理化学研究所と同志社大学の共同研究チームは、日常の出来事を記憶するとき、その出来事の内容と順序の情報が脳回路の中でどのように表現されているかを、ラットの脳の海馬での神経細胞の活動を観測することで明らかにしました。

私たちは日常の出来事を記憶するとき、それぞれの出来事の内容に加えて、その出来事の起きた順序も無意識のうちに覚えています。自らが経験した出来事に関する記憶は「エピソード記憶」と呼ばれ、脳の海馬 が関わっていることが知られていますが、どのような仕組みで経験した出来事の内容や順序を記憶しているかは、解明されていませんでした。

今回、同志社大学と理化学研究所の共同研究チームは神経細胞の活動を記録する電極を装着したラットにまず音を聞かせ、次に匂いをかがせる実験を行いました。 その結果、海馬の神経細胞の中に音や匂いなどそれぞれの情報に対して選択的に活動する細胞を発見し、これを「イベント細胞」と名付けました。  
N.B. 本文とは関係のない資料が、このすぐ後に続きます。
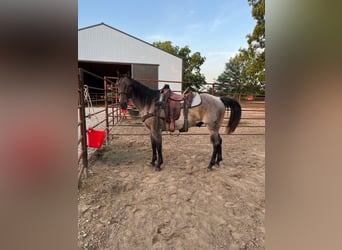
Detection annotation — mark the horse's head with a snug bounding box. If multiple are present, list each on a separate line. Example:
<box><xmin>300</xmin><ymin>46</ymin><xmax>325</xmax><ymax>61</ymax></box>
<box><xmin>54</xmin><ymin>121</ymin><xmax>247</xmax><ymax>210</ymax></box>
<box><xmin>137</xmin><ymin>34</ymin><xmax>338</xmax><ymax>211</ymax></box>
<box><xmin>118</xmin><ymin>76</ymin><xmax>132</xmax><ymax>110</ymax></box>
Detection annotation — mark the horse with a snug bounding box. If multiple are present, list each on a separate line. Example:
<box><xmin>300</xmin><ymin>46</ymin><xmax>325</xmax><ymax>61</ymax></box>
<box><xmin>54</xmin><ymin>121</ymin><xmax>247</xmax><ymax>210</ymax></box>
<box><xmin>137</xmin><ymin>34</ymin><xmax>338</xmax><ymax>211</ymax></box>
<box><xmin>117</xmin><ymin>76</ymin><xmax>241</xmax><ymax>171</ymax></box>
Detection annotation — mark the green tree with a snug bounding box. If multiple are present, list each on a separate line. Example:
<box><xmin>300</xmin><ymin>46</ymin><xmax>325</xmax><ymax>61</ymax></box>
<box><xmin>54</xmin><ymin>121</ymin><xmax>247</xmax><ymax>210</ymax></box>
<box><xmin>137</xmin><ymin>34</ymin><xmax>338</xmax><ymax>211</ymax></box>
<box><xmin>153</xmin><ymin>41</ymin><xmax>206</xmax><ymax>90</ymax></box>
<box><xmin>215</xmin><ymin>54</ymin><xmax>245</xmax><ymax>95</ymax></box>
<box><xmin>216</xmin><ymin>0</ymin><xmax>265</xmax><ymax>94</ymax></box>
<box><xmin>246</xmin><ymin>0</ymin><xmax>266</xmax><ymax>92</ymax></box>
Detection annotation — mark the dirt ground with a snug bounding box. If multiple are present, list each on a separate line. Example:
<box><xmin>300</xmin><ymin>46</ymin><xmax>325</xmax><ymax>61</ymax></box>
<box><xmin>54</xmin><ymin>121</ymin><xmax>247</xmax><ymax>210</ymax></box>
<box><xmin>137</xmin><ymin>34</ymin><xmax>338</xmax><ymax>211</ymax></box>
<box><xmin>78</xmin><ymin>102</ymin><xmax>265</xmax><ymax>250</ymax></box>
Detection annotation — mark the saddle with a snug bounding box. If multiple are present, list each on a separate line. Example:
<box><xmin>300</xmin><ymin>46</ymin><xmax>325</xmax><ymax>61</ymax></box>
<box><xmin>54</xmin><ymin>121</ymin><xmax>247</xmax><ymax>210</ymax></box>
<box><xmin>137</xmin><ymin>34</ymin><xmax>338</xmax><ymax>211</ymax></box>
<box><xmin>162</xmin><ymin>87</ymin><xmax>194</xmax><ymax>132</ymax></box>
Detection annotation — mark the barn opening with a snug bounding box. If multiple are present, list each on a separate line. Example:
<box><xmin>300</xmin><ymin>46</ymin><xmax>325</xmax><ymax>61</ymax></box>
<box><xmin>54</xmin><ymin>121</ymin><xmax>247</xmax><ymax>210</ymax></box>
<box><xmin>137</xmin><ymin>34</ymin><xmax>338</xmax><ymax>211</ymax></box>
<box><xmin>78</xmin><ymin>61</ymin><xmax>158</xmax><ymax>105</ymax></box>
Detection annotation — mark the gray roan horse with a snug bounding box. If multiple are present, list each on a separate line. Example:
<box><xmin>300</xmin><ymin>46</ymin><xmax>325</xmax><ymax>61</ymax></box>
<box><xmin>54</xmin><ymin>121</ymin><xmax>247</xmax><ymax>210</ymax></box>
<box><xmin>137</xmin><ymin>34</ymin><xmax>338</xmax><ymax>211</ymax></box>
<box><xmin>118</xmin><ymin>77</ymin><xmax>241</xmax><ymax>171</ymax></box>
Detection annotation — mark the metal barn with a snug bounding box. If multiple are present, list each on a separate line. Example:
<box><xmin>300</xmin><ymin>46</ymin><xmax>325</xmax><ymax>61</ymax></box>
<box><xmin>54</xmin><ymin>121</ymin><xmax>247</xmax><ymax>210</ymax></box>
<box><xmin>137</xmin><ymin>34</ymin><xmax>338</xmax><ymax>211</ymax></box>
<box><xmin>78</xmin><ymin>23</ymin><xmax>183</xmax><ymax>91</ymax></box>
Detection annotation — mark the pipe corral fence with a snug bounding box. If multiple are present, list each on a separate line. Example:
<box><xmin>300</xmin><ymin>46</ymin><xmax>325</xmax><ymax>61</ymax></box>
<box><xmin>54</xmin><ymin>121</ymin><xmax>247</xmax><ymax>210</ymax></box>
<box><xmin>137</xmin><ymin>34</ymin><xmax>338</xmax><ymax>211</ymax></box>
<box><xmin>78</xmin><ymin>68</ymin><xmax>265</xmax><ymax>185</ymax></box>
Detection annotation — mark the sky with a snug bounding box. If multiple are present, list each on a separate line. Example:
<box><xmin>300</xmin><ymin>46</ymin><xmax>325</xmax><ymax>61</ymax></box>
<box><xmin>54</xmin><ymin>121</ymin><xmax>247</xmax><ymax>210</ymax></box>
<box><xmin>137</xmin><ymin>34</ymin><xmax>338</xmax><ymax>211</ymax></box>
<box><xmin>78</xmin><ymin>0</ymin><xmax>255</xmax><ymax>82</ymax></box>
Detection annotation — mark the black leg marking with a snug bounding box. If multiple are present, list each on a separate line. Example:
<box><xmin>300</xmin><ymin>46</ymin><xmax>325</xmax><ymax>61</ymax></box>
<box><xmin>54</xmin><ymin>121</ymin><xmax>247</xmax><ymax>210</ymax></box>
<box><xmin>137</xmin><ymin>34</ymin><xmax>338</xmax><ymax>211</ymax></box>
<box><xmin>150</xmin><ymin>135</ymin><xmax>157</xmax><ymax>166</ymax></box>
<box><xmin>216</xmin><ymin>134</ymin><xmax>222</xmax><ymax>166</ymax></box>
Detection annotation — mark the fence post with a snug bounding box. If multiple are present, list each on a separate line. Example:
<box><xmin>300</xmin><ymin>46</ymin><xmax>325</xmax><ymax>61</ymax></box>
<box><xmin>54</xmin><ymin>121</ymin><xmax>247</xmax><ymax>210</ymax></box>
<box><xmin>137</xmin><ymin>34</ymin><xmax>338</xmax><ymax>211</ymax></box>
<box><xmin>103</xmin><ymin>76</ymin><xmax>109</xmax><ymax>146</ymax></box>
<box><xmin>78</xmin><ymin>68</ymin><xmax>88</xmax><ymax>185</ymax></box>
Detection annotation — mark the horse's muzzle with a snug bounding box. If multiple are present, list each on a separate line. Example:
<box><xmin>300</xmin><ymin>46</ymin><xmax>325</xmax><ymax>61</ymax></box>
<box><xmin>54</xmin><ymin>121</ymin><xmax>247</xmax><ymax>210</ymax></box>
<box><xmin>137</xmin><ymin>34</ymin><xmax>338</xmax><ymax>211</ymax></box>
<box><xmin>120</xmin><ymin>102</ymin><xmax>127</xmax><ymax>110</ymax></box>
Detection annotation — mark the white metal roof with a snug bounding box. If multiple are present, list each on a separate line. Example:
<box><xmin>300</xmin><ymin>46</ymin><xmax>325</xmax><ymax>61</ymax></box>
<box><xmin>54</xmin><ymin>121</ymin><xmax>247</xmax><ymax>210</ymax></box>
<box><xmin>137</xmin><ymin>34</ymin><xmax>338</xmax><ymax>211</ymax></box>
<box><xmin>78</xmin><ymin>23</ymin><xmax>182</xmax><ymax>89</ymax></box>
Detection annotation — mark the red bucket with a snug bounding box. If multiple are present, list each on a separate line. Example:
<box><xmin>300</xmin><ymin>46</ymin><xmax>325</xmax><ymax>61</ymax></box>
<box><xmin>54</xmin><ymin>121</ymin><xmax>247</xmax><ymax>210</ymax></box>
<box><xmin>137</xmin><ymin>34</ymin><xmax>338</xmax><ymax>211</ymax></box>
<box><xmin>87</xmin><ymin>128</ymin><xmax>106</xmax><ymax>148</ymax></box>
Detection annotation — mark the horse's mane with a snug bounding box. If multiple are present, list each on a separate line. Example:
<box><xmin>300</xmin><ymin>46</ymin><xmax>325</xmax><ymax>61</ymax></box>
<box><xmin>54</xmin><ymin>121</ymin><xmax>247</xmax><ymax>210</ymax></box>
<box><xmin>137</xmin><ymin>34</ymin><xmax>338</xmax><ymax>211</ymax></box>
<box><xmin>130</xmin><ymin>78</ymin><xmax>160</xmax><ymax>106</ymax></box>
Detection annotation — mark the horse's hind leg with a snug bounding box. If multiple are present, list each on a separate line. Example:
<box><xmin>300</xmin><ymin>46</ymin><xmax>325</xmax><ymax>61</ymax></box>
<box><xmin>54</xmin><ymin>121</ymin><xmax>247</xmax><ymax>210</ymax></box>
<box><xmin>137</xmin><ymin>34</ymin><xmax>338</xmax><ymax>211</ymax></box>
<box><xmin>216</xmin><ymin>134</ymin><xmax>222</xmax><ymax>166</ymax></box>
<box><xmin>208</xmin><ymin>132</ymin><xmax>222</xmax><ymax>170</ymax></box>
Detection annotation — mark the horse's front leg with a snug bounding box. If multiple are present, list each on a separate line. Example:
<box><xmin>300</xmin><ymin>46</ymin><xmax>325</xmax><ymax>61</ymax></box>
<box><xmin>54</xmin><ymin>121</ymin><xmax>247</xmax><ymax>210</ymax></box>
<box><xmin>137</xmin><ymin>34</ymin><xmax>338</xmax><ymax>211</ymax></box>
<box><xmin>208</xmin><ymin>133</ymin><xmax>222</xmax><ymax>170</ymax></box>
<box><xmin>150</xmin><ymin>133</ymin><xmax>157</xmax><ymax>166</ymax></box>
<box><xmin>151</xmin><ymin>131</ymin><xmax>163</xmax><ymax>171</ymax></box>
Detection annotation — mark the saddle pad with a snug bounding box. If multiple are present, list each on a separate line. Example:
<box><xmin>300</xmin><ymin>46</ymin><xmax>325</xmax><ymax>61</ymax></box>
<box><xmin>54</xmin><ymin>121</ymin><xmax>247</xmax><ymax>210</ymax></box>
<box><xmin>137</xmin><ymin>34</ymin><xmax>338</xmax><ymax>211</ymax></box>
<box><xmin>191</xmin><ymin>92</ymin><xmax>202</xmax><ymax>108</ymax></box>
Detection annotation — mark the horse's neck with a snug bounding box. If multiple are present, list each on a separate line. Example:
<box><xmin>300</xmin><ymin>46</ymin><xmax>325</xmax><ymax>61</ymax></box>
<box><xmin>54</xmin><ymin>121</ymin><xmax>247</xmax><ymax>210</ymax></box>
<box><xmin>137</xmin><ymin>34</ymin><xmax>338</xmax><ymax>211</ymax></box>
<box><xmin>132</xmin><ymin>84</ymin><xmax>156</xmax><ymax>111</ymax></box>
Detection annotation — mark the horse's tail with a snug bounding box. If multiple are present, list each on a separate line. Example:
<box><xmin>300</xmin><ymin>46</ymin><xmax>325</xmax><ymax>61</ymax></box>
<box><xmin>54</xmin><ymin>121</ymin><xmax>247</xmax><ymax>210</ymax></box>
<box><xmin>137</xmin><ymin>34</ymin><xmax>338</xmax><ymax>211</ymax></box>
<box><xmin>221</xmin><ymin>97</ymin><xmax>241</xmax><ymax>134</ymax></box>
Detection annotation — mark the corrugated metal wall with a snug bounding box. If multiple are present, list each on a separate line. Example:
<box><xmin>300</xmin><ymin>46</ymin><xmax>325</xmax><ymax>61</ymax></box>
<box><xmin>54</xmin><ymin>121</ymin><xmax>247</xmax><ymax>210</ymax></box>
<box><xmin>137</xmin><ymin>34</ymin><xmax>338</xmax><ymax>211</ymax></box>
<box><xmin>78</xmin><ymin>24</ymin><xmax>183</xmax><ymax>90</ymax></box>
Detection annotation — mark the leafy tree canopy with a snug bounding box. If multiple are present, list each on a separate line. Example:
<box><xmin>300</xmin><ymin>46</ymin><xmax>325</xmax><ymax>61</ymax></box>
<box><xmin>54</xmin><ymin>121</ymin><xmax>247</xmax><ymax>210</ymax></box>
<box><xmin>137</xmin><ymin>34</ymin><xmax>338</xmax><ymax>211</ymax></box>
<box><xmin>217</xmin><ymin>0</ymin><xmax>265</xmax><ymax>94</ymax></box>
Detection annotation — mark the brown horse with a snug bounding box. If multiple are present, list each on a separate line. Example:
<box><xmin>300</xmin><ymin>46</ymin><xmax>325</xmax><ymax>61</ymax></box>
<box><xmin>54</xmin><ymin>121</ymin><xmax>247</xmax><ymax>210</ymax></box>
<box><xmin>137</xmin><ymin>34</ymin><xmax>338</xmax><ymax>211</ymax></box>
<box><xmin>118</xmin><ymin>77</ymin><xmax>241</xmax><ymax>171</ymax></box>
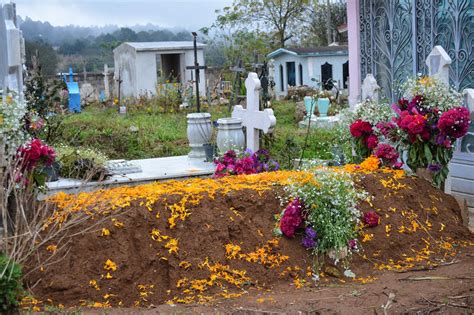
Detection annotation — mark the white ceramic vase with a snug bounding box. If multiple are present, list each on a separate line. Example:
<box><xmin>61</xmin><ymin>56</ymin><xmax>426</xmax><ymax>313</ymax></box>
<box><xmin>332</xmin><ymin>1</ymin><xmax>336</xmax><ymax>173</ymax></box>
<box><xmin>217</xmin><ymin>118</ymin><xmax>245</xmax><ymax>154</ymax></box>
<box><xmin>186</xmin><ymin>113</ymin><xmax>212</xmax><ymax>159</ymax></box>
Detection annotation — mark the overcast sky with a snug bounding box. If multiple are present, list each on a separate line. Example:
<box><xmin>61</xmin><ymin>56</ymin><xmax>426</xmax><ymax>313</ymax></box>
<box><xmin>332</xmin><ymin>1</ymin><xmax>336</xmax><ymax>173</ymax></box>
<box><xmin>11</xmin><ymin>0</ymin><xmax>232</xmax><ymax>29</ymax></box>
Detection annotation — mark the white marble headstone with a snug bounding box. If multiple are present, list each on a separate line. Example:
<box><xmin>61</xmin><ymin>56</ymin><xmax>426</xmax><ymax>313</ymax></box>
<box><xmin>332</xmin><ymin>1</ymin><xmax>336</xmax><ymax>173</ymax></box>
<box><xmin>426</xmin><ymin>46</ymin><xmax>452</xmax><ymax>85</ymax></box>
<box><xmin>103</xmin><ymin>64</ymin><xmax>110</xmax><ymax>99</ymax></box>
<box><xmin>232</xmin><ymin>72</ymin><xmax>276</xmax><ymax>152</ymax></box>
<box><xmin>362</xmin><ymin>73</ymin><xmax>380</xmax><ymax>102</ymax></box>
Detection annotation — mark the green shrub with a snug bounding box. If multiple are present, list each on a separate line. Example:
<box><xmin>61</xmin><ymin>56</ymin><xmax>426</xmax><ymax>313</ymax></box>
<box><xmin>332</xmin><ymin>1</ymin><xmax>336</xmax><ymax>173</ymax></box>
<box><xmin>56</xmin><ymin>145</ymin><xmax>108</xmax><ymax>179</ymax></box>
<box><xmin>0</xmin><ymin>253</ymin><xmax>23</xmax><ymax>314</ymax></box>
また、海馬では、8Hzぐらいの周波数の強い脳波である「シータ波」 を出すことが知られています。シータ波は神経細胞の集団が同期して活動をすることによって発生します。イベント細胞の活動とシータ波がどのように同期しているかを調べたところ、シータ波の山から谷に向かうタイミングでは過去の情報、谷では現在の情報、谷から山に向かうタイミングでは将来の情報が表現されていることが分かりました。

出来事の順序を記憶する仕組みの発見

これは、海馬のイベント細胞はシータ波の位相によって、過去・現在・将来の出来事の順序を圧縮して表現しているといえます。海馬の個々の神経細胞は、その活動の強さによって出来事の内容を表現し、その活動のタイミングによって出来事の順序を表現していることが明らかになりました。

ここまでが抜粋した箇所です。